Ever since Gucci partnered with The North Face in 2019, creating designer duvets, hiking backpacks, and even logo tents, high fashion brands including Loewe, Balenciaga and Prada have followed suit in producing threesomes and foursome outdoor clothing. digits. Items originally intended for exploration, like Arc’teryx jackets and Salomon hiking sneakers, now challenge Brooklyn neighborhoods as much as the great outdoors.
Practical and post-quarantine styles have become favorites despite their impractical price tags. With wellness and comfort taking priority in fashion, luxury shoppers seem to discover garments that outdoor enthusiasts have known well for decades, albeit now with ridiculous price tags and designer logos attached. There’s a sense of irony in paying $ 3,400 for a down jacket or $ 1,000 for a hiking sandal considering you don’t even have to afford access to the outdoors. In fact, bona fide outdoor brands, including The North Face and Patagonia, have worked to make outdoor activities more accessible.
Those who indulge in more expensive outdoor gear are more likely to glamp on the Amalfi Coast, relax at five-star resorts, or, as celebrities like Frank Ocean, Bella Hadid and Drake have shown, not to wear outdoor pieces at all. is open outdoors. Instead, designer outdoor clothing lends its aspect of utility and normality to those who are anything but. The pieces say I am just like youwhile luxury logos add, except they are not.
The big fake doors
When outdoor gear started trending in 2017, nicknamed “gorpcore” by Cutting – its function was still a strong point.

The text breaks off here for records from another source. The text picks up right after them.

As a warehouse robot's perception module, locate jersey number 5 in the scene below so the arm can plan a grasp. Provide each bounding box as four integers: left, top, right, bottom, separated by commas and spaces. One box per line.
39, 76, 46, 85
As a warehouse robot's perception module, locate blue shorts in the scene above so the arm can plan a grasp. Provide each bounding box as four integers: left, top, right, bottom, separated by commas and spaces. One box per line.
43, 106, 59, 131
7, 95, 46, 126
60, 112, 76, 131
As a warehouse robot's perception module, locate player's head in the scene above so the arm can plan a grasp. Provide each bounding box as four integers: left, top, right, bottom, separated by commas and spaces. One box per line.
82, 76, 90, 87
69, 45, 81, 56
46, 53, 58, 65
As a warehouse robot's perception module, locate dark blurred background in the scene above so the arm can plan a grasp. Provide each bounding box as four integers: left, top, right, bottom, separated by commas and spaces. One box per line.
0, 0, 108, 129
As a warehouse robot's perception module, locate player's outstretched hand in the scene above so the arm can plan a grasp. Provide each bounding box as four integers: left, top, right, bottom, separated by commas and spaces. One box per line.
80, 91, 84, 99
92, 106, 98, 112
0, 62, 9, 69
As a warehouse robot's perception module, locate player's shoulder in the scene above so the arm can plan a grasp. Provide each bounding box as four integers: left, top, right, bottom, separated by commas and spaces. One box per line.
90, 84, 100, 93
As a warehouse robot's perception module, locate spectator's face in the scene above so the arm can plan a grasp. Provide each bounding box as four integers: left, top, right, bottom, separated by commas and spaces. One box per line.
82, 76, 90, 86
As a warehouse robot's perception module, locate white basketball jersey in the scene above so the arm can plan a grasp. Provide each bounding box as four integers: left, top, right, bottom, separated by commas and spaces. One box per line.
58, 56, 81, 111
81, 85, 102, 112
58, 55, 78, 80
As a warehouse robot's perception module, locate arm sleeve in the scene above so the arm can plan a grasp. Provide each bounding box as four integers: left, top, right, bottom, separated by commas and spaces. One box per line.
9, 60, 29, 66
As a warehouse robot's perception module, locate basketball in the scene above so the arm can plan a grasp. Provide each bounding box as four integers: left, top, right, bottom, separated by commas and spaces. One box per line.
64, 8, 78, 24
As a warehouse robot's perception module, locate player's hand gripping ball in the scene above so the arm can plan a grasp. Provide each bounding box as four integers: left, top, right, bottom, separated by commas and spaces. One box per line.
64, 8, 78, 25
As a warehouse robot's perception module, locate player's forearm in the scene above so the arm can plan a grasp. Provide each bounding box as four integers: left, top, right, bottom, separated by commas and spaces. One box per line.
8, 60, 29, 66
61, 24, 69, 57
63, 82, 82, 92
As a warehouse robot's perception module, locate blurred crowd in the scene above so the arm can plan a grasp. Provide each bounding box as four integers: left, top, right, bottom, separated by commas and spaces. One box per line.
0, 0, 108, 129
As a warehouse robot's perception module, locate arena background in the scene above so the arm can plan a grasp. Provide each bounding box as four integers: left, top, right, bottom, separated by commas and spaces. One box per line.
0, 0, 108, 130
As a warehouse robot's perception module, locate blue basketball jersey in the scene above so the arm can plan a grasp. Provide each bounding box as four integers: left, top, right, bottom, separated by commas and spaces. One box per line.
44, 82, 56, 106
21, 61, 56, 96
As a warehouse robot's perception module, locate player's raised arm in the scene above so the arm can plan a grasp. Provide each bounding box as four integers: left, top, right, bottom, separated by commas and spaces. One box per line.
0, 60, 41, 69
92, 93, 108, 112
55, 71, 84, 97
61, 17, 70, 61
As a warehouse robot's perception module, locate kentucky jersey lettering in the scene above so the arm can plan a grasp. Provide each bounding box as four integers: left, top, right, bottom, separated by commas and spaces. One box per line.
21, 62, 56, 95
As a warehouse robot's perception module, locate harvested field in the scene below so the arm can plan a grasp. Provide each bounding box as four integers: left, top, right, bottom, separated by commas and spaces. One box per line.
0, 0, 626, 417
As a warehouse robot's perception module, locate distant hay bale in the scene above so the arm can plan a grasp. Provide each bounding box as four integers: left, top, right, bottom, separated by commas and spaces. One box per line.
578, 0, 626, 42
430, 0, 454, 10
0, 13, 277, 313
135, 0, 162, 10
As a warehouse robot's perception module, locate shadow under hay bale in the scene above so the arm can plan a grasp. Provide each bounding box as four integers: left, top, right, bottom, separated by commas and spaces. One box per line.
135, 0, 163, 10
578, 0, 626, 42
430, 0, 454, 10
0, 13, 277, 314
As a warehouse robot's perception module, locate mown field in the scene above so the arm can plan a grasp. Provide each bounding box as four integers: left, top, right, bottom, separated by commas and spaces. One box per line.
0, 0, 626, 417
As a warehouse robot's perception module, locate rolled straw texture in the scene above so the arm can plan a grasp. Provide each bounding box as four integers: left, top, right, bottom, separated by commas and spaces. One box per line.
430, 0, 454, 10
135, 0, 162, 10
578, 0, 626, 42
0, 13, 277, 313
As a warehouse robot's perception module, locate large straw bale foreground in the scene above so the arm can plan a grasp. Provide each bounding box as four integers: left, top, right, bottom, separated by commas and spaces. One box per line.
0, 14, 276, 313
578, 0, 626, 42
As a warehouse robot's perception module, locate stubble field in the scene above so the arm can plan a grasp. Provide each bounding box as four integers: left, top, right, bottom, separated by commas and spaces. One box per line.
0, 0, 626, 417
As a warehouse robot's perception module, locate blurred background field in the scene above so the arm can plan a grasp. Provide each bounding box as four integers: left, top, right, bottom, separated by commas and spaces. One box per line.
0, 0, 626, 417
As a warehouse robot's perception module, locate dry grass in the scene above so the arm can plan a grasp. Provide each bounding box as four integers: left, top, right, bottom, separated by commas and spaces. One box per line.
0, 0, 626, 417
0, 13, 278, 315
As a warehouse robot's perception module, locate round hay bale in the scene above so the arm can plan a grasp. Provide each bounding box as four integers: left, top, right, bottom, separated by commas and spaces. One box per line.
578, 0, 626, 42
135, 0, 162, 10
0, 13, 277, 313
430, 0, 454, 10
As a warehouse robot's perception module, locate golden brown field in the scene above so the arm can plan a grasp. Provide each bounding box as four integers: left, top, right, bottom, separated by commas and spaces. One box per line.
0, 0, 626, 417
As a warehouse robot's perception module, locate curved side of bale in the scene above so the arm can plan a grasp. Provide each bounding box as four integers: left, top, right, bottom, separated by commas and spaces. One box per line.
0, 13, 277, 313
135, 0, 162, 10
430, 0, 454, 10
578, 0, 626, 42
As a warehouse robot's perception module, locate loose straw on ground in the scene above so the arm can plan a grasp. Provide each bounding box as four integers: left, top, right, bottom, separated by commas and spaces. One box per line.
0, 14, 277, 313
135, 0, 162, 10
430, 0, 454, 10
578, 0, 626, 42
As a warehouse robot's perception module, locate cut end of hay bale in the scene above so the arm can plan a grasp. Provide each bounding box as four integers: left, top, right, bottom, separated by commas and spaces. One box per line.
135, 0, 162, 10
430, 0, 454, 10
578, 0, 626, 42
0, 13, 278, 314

People with no previous outdoor experience, especially urban consumers, have realized the practicality of gorp: hiking shoes have doubled as comfortable running sneakers; lined rain jackets made for excellent protection from splashes at intersections; and cargo pants offered a way to keep your belongings close at hand. Shoppers wanted garments that worked for their lifestyle, regardless of their intended use.
Of course, the sleek and technological aspect of outdoor clothing has only increased its popularity. By 2020, gorp had been adopted by streetwear brands including Brain Dead and Stüssy, as traditional outdoor labels began to embrace their new consumers through collaborations. Function was still a primary focus for shoppers, but bold designs and celebrity endorsement emphasized the look of outdoor apparel.

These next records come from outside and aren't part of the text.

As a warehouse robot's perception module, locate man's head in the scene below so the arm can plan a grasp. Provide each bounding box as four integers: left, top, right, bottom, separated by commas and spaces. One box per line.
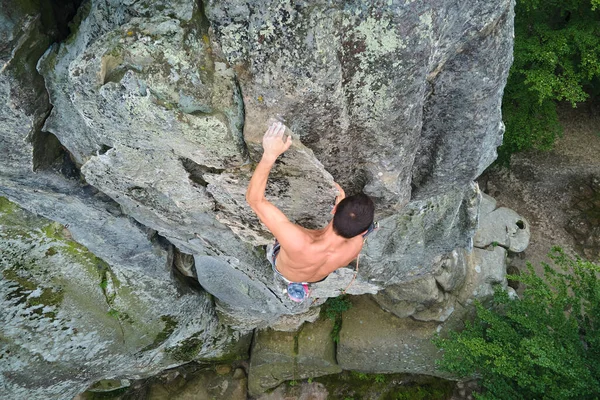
333, 193, 375, 239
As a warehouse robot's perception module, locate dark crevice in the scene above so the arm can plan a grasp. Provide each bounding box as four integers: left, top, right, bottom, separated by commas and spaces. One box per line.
31, 129, 82, 180
19, 0, 82, 179
179, 157, 224, 187
517, 220, 525, 229
98, 144, 112, 155
50, 0, 83, 42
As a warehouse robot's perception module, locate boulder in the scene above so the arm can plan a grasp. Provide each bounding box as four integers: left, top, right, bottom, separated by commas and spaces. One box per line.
457, 246, 508, 304
337, 296, 462, 377
146, 368, 248, 400
205, 0, 513, 208
0, 0, 516, 399
248, 319, 342, 396
0, 198, 249, 400
473, 207, 531, 253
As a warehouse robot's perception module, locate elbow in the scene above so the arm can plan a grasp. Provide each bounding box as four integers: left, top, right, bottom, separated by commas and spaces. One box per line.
246, 192, 260, 208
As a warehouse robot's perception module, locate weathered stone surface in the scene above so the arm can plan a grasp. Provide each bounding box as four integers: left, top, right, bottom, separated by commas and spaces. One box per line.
248, 319, 341, 396
0, 198, 247, 399
0, 0, 512, 399
479, 192, 497, 220
374, 275, 444, 318
146, 368, 248, 400
2, 0, 511, 325
457, 246, 508, 304
337, 296, 460, 377
359, 184, 480, 286
474, 207, 531, 253
206, 0, 512, 208
434, 250, 467, 292
256, 382, 329, 400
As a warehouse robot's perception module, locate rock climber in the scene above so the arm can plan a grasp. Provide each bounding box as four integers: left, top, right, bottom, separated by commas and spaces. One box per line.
246, 122, 375, 302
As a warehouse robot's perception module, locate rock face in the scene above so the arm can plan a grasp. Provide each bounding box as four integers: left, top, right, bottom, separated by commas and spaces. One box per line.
0, 198, 249, 399
0, 0, 513, 398
248, 319, 342, 396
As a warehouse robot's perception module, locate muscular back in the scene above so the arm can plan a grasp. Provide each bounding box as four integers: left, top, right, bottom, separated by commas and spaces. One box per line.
276, 225, 363, 282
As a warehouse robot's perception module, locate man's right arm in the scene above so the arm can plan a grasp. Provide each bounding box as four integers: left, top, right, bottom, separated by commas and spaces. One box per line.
246, 123, 306, 249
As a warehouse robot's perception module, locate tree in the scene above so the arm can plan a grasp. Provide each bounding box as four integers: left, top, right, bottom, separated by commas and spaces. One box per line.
434, 247, 600, 400
498, 0, 600, 165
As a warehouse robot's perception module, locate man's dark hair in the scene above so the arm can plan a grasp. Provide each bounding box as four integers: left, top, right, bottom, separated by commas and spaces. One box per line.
333, 193, 375, 239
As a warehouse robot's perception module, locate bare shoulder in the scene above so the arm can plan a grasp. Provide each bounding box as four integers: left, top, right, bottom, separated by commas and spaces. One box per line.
275, 221, 312, 251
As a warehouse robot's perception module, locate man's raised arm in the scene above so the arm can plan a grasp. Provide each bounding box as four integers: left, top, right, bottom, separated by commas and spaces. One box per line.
246, 122, 305, 248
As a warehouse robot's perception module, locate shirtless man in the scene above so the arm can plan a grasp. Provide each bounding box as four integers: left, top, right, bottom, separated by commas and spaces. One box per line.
246, 122, 375, 302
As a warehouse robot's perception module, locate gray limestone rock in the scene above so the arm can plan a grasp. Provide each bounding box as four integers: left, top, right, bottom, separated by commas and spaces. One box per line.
434, 250, 467, 292
474, 207, 530, 253
146, 368, 248, 400
206, 0, 513, 211
457, 246, 508, 304
337, 296, 462, 377
373, 275, 444, 318
479, 193, 497, 220
0, 0, 523, 399
0, 198, 247, 399
248, 319, 342, 396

Luxury logos have completely transformed the pieces from gorp to grail. Outdoor experts like Patagonia or Nike All Conditions Gear were rejected by some in favor of the flashy brand of Gucci, Prada or Dior. The noble pieces still flaunt practical aspects, but their purpose (and price) are based more on appearance than action. Why would a true outdoor enthusiast want a Gucci x The North Face down jacket when the same TNF jacket was available for a tenth the price without logos?
Go (spend) green
For those who have the privilege of taking part in the trend, outdoor clothing is an aesthetic and nothing more. Who wants to get dirty and dirty in a Prada fishing jacket if it can only be dry cleaned? Why bother camping in a regular tent when you could take Instagram photos outside the one decorated with the Gucci logos?

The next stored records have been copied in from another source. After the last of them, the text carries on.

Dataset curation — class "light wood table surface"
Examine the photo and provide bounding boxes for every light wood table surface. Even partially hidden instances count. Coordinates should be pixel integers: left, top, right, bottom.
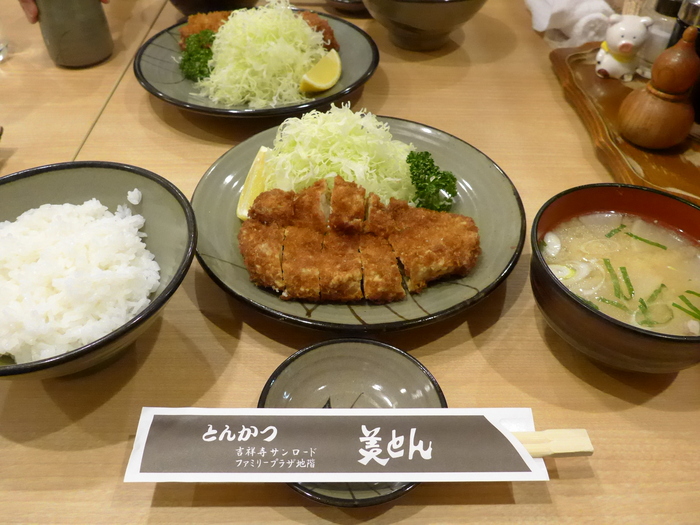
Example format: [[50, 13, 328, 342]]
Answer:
[[0, 0, 700, 525]]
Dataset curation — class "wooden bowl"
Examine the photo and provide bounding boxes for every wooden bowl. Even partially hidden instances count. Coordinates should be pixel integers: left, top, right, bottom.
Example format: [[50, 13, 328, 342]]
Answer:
[[530, 184, 700, 373]]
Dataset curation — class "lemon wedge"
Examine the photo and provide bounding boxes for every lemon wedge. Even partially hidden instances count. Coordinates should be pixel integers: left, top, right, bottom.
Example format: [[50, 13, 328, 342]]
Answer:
[[236, 146, 268, 221], [299, 49, 342, 93]]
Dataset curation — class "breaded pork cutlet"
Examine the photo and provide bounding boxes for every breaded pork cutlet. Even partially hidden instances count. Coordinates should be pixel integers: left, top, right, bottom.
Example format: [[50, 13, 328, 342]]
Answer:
[[360, 234, 406, 304], [248, 189, 296, 226], [389, 201, 481, 293], [292, 179, 329, 232], [319, 230, 362, 303], [328, 176, 366, 233], [301, 11, 340, 51], [238, 220, 284, 292], [180, 11, 231, 49], [281, 226, 323, 302], [364, 193, 396, 239]]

Without such a whimsical branding, outdoor gear should be about the experience people have while wearing it. There’s a reason Canada Goose offers in-store cold storage for customers to test jackets, and Moncler tests its jackets in the field with famous explorers like Michele Pontrandolfo. The gorp luxury pieces simply offer a more frivolous experience, one more suited to those who use “summer” as a verb and not as a noun.
Essentially, outdoor equipment is more about being green than about green shopping. The pieces are designed to withstand both bad weather and time; they are not a tendency to rotate for something new after a few weeks. And as studies show, the average outdoor enthusiast is interested in sustainability – some people wear their gear on the ground, while others shy away from companies that don’t follow eco-friendly practices.
For brands focused on the outdoors, sustainable efforts are matched by both the company and customers. Patagonia famously operates as an environmental advocacy group, denouncing excessive consumption on Black Friday and stripping off corporate logos that don’t align with its eco-conscious message. Through its Renewed program, The North Face repairs and renews used or damaged garments so they can be reused. But sustainability is lacking for brands that promote technical clothing.
There is nothing from luxury outdoor equipment that actually celebrate the outdoors.
While Prada Outdoor’s Mountain collection uses recycled materials, many of its products are made from nylon that produces nitrous oxide, which is difficult to sustainably reuse. Polyester garments make up more than half of Gucci’s collection with The North Face, offering lasting waterproofing but a significant negative environmental impact during production, use and disposal. Balenciaga’s retro rain jackets also use hazardous chemicals like water-resistant PFCs, polyfluorinated chemicals found everywhere from our rivers to polar bear livers.
There is nothing in luxury outdoor gear that truly celebrates the outdoors. Like most design products, it’s more of a perceived idea, a surface-level analysis of how the rich think they spend time outdoors. And while the one percent continue to explore the fake doors, the rest of us will actually be on the outside, looking in.